When troubleshooting, start with the most recent logs and error messages. Most issues can be diagnosed from script output, API responses, or Power Automate run history.

BAP API Authentication Issues

Symptom

Detection script fails with 401 Unauthorized errors
Error message: "error": {"code": "Unauthorized", "message": "Unauthorized"}
Script output shows authentication failures when enumerating environments or agents

Causes

Expired access token: Access tokens expire after 1 hour
Insufficient API permissions: App registration missing required permissions
Wrong tenant ID: Script configured with incorrect tenant
Missing admin consent: API permissions not granted admin consent
Disabled or deleted app registration: Service principal no longer exists

Diagnostic Steps

1. Verify token acquisition:

# Enable debug logging in script
export AZURE_IDENTITY_LOGGING=1
python detect_agent_sharing_violations.py --dry-run

- Check if token is successfully acquired from Microsoft Entra ID - Verify token contains expected audience (Power Platform API)

2. Check API permissions: - Navigate to Azure Portal > App registrations > Your app - Go to API permissions - Verify the following permissions exist and are granted: - PowerApps-Advisor / Analysis.Read.All (or appropriate BAP API permission) - Microsoft Graph / Group.Read.All - Check Status column shows "Granted for [tenant]"

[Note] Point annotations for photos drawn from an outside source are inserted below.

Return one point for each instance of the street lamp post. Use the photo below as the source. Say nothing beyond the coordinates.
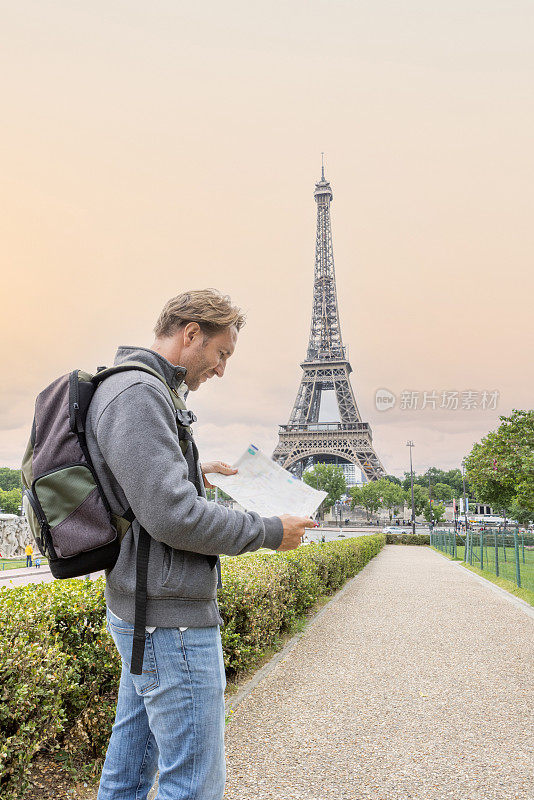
(430, 504)
(410, 444)
(467, 542)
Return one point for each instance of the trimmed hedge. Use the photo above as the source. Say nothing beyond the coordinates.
(407, 538)
(59, 669)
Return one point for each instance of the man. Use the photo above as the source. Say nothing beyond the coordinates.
(171, 717)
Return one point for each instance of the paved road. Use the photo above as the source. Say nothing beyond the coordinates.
(20, 577)
(417, 684)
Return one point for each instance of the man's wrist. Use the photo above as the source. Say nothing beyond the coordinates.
(274, 532)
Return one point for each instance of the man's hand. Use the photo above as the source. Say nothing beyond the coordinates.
(294, 528)
(216, 466)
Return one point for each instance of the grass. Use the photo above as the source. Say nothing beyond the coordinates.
(18, 563)
(523, 592)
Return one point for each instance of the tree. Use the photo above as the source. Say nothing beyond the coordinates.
(10, 501)
(434, 512)
(442, 491)
(501, 466)
(328, 478)
(392, 479)
(420, 497)
(368, 496)
(9, 478)
(392, 495)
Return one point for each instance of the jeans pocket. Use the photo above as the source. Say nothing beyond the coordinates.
(122, 633)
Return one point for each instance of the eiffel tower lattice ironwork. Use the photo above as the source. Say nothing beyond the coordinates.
(305, 441)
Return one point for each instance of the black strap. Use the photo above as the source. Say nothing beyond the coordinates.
(138, 646)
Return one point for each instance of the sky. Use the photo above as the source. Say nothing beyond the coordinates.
(150, 148)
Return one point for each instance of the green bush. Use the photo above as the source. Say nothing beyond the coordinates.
(59, 669)
(408, 538)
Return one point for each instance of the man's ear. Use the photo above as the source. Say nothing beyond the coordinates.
(191, 331)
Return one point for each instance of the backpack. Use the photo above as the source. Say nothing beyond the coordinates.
(67, 510)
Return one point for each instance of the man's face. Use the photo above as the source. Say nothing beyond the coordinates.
(206, 356)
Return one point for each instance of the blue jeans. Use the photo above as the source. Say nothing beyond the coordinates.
(169, 718)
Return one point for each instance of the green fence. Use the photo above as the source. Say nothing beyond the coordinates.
(505, 553)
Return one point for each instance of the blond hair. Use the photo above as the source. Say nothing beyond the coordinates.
(211, 309)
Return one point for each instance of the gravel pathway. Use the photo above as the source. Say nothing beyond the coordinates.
(417, 683)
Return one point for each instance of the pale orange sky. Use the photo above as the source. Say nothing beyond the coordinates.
(151, 148)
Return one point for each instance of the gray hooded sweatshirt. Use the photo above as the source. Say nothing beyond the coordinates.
(132, 437)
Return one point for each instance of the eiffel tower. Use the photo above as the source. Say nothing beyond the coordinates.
(305, 441)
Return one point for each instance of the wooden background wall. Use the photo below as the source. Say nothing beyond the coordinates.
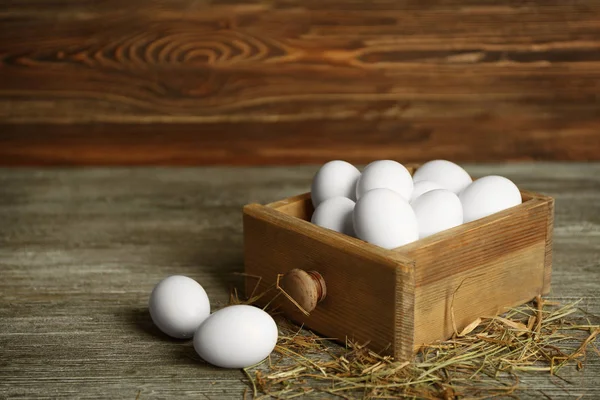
(116, 82)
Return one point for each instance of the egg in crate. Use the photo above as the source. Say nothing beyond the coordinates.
(385, 174)
(384, 218)
(335, 178)
(422, 187)
(487, 196)
(445, 173)
(436, 211)
(335, 214)
(480, 268)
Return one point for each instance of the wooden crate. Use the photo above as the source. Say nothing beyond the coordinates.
(402, 298)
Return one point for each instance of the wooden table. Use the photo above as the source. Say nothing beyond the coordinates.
(81, 250)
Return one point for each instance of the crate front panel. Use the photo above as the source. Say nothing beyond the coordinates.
(479, 269)
(361, 281)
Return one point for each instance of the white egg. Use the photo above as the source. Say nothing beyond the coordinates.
(336, 214)
(436, 211)
(236, 337)
(178, 305)
(335, 178)
(451, 176)
(488, 195)
(384, 218)
(422, 187)
(385, 174)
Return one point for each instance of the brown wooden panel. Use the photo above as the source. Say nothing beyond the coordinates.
(295, 81)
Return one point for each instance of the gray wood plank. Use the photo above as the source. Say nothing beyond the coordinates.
(81, 249)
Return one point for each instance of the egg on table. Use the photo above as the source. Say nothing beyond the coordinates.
(335, 178)
(385, 174)
(436, 211)
(335, 214)
(236, 337)
(384, 218)
(446, 173)
(488, 195)
(178, 305)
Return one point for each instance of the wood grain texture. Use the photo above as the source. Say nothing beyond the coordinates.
(443, 282)
(293, 81)
(81, 249)
(275, 243)
(478, 269)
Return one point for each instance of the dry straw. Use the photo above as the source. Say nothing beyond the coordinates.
(483, 361)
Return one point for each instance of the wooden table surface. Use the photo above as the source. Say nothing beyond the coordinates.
(81, 249)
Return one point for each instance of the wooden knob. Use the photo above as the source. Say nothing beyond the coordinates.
(307, 288)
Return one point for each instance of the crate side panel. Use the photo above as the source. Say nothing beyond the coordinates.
(549, 238)
(404, 334)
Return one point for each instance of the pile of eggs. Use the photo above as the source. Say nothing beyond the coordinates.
(386, 206)
(236, 336)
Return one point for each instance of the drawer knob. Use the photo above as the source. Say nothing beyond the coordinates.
(307, 288)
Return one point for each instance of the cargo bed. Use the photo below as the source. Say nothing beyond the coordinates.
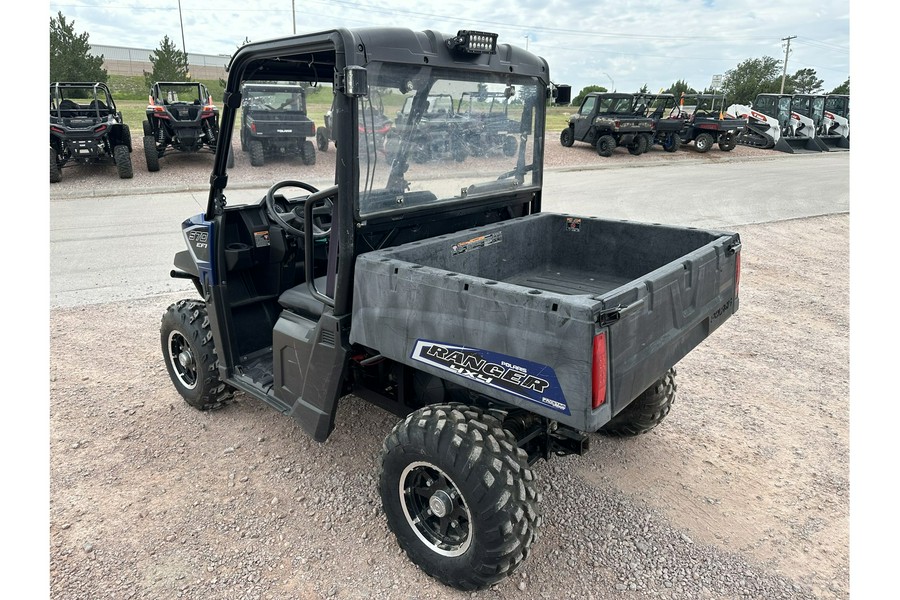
(531, 294)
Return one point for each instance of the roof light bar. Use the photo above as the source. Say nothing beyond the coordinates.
(473, 42)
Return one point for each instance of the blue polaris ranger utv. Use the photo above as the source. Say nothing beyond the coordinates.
(438, 290)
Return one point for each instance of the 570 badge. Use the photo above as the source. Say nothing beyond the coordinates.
(525, 379)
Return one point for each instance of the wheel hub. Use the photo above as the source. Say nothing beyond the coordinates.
(435, 509)
(440, 504)
(185, 359)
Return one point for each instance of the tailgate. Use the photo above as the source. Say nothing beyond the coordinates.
(653, 322)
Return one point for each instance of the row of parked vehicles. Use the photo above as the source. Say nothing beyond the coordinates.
(85, 125)
(785, 122)
(181, 118)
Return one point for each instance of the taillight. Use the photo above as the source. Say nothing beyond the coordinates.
(599, 371)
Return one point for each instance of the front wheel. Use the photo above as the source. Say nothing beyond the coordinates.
(646, 411)
(638, 146)
(671, 142)
(459, 495)
(151, 154)
(190, 355)
(605, 145)
(727, 142)
(703, 142)
(122, 156)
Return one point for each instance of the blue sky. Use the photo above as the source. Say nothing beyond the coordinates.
(624, 44)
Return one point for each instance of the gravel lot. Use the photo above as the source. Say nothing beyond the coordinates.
(191, 170)
(743, 492)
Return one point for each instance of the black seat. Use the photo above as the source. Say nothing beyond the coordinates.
(298, 299)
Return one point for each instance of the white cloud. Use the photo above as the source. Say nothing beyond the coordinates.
(634, 43)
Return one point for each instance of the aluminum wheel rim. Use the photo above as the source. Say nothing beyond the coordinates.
(423, 486)
(182, 360)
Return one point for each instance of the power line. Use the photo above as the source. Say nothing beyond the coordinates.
(787, 51)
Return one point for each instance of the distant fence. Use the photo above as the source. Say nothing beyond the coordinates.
(118, 60)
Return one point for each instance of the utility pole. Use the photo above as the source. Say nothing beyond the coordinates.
(183, 46)
(181, 21)
(787, 51)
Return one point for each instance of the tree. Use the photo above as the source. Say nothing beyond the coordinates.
(844, 88)
(70, 58)
(169, 64)
(678, 87)
(751, 77)
(576, 101)
(804, 81)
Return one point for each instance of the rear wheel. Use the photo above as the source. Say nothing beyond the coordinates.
(459, 495)
(727, 142)
(638, 146)
(122, 156)
(55, 171)
(703, 142)
(308, 152)
(126, 136)
(151, 154)
(322, 139)
(257, 153)
(605, 145)
(190, 355)
(646, 411)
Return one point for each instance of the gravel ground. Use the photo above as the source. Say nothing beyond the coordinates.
(191, 170)
(741, 493)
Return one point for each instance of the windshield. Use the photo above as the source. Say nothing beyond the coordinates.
(419, 150)
(188, 93)
(615, 105)
(275, 98)
(79, 100)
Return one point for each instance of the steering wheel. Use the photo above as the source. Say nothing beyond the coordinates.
(319, 227)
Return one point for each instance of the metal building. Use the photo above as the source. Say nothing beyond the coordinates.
(118, 60)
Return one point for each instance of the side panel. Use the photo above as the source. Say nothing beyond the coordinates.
(309, 366)
(528, 350)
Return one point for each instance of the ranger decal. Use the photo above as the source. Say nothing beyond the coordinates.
(525, 379)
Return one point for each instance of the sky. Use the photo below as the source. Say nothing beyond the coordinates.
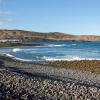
(67, 16)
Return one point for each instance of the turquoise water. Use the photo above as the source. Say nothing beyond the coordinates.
(55, 51)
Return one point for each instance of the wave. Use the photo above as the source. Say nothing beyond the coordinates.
(45, 58)
(66, 58)
(16, 50)
(74, 44)
(56, 45)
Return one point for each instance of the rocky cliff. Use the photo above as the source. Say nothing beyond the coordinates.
(37, 36)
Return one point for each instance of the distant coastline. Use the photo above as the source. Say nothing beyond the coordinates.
(21, 35)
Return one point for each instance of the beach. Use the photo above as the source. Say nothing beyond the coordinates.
(31, 81)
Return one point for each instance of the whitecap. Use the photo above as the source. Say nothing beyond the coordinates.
(16, 50)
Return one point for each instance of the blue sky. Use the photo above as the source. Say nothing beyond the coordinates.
(68, 16)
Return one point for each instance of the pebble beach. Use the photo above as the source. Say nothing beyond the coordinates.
(25, 81)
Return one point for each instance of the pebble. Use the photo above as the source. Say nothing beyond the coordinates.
(15, 86)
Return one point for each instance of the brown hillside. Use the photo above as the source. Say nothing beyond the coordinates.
(37, 36)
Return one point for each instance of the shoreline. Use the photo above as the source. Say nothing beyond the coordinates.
(29, 81)
(51, 69)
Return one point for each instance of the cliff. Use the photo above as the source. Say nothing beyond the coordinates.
(38, 36)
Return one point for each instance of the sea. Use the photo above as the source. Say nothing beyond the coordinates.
(53, 51)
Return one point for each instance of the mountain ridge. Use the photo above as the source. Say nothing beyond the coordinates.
(24, 35)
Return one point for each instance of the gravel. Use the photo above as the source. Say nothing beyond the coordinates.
(14, 86)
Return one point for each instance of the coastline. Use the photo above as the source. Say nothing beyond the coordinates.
(29, 81)
(51, 69)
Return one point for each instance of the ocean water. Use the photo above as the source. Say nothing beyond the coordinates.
(53, 51)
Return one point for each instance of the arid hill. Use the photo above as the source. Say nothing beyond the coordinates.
(38, 36)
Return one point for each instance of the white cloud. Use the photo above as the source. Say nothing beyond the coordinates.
(5, 13)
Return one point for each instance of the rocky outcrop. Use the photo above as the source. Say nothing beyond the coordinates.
(37, 36)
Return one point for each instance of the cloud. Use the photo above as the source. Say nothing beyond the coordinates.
(4, 21)
(5, 16)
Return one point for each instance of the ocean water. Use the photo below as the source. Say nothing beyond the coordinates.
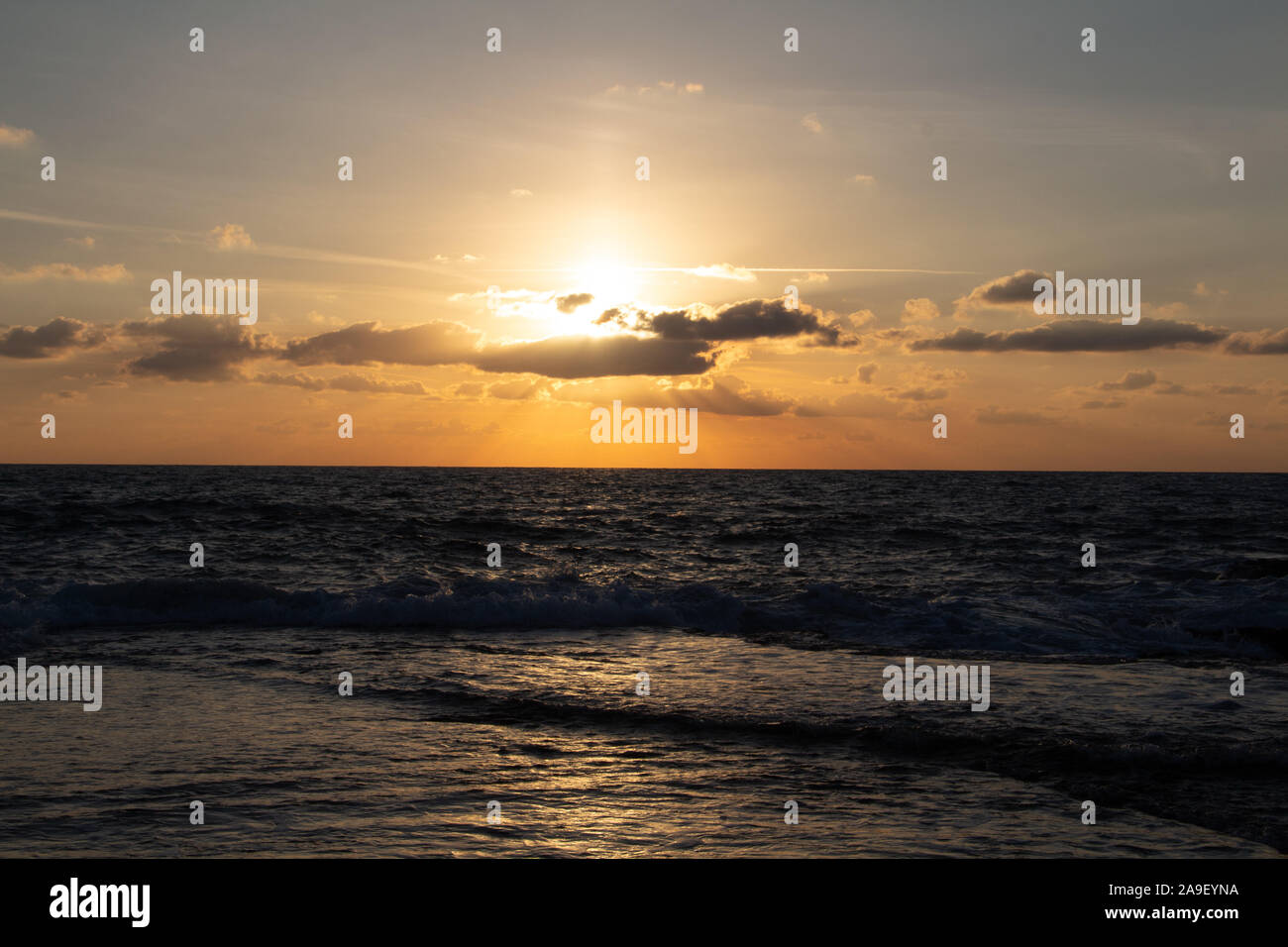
(518, 684)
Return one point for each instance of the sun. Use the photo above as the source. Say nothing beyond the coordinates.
(608, 281)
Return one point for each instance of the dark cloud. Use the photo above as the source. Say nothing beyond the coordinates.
(1006, 290)
(571, 357)
(197, 348)
(51, 339)
(572, 302)
(366, 343)
(751, 318)
(1077, 335)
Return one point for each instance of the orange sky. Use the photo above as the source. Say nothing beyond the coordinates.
(516, 170)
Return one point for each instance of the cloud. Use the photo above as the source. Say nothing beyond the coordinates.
(366, 343)
(572, 357)
(231, 237)
(1263, 343)
(726, 395)
(55, 337)
(343, 382)
(751, 318)
(197, 348)
(14, 138)
(1016, 289)
(665, 86)
(451, 343)
(919, 311)
(65, 270)
(1131, 381)
(996, 415)
(722, 270)
(1077, 335)
(919, 393)
(572, 302)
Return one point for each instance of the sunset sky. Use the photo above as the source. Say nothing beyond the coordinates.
(518, 170)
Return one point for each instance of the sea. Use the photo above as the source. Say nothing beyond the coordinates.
(639, 663)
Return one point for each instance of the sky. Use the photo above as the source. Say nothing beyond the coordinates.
(496, 269)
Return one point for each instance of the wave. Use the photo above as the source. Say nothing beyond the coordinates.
(1127, 621)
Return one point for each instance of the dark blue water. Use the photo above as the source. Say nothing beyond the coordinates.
(516, 684)
(984, 562)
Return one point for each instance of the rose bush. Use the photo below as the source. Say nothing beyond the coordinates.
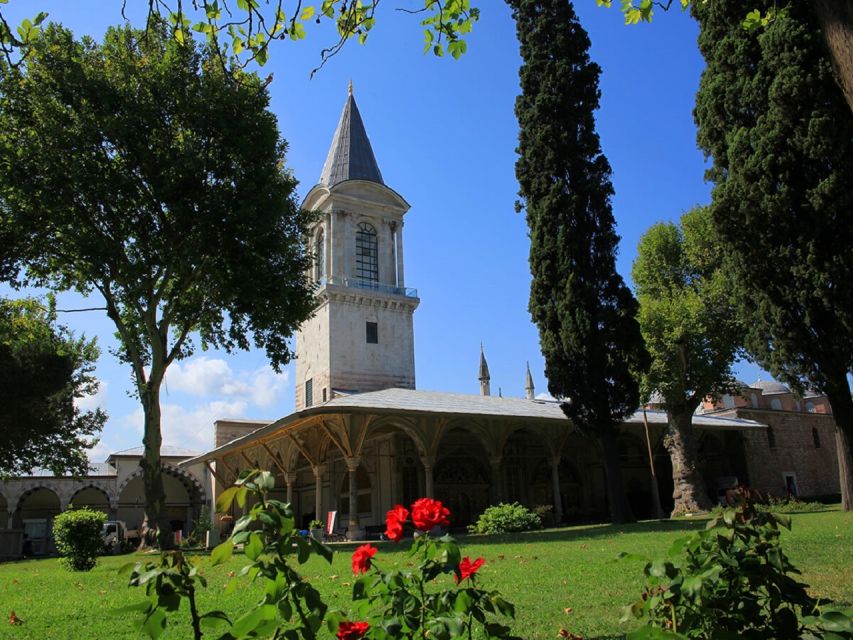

3. Validate configuration:

# Verify environment variables
echo $AZURE_CLIENT_ID
echo $AZURE_TENANT_ID
# Do NOT echo client secret for security reasons

- Confirm values match Microsoft Entra ID app registration - Tenant ID should match your organization's tenant

4. Test token manually:

from azure.identity import ClientSecretCredential
import os

credential = ClientSecretCredential(
    tenant_id=os.environ["AZURE_TENANT_ID"],
    client_id=os.environ["AZURE_CLIENT_ID"],
    client_secret=os.environ["AZURE_CLIENT_SECRET"]
)

token = credential.get_token("https://api.bap.microsoft.com/.default")
print(f"Token acquired: {token.token[:20]}...")
print(f"Expires on: {token.expires_on}")

Resolution

For expired tokens: - Tokens are automatically refreshed by the MSAL library - If script runs longer than 1 hour, ensure refresh logic is enabled - No manual action required in most cases

For insufficient permissions: 1. Add missing API permissions in Azure Portal 2. Click Grant admin consent for your tenant 3. Wait 5-10 minutes for permission propagation 4. Retry detection script

For wrong tenant ID: 1. Obtain correct tenant ID from Azure Portal > Microsoft Entra ID > Overview 2. Update AZURE_TENANT_ID environment variable or configuration 3. Retry

For missing admin consent: 1. Navigate to App registrations > Your app > API permissions 2. Click Grant admin consent for [tenant] 3. Confirm the action 4. Verify Status column updates to "Granted"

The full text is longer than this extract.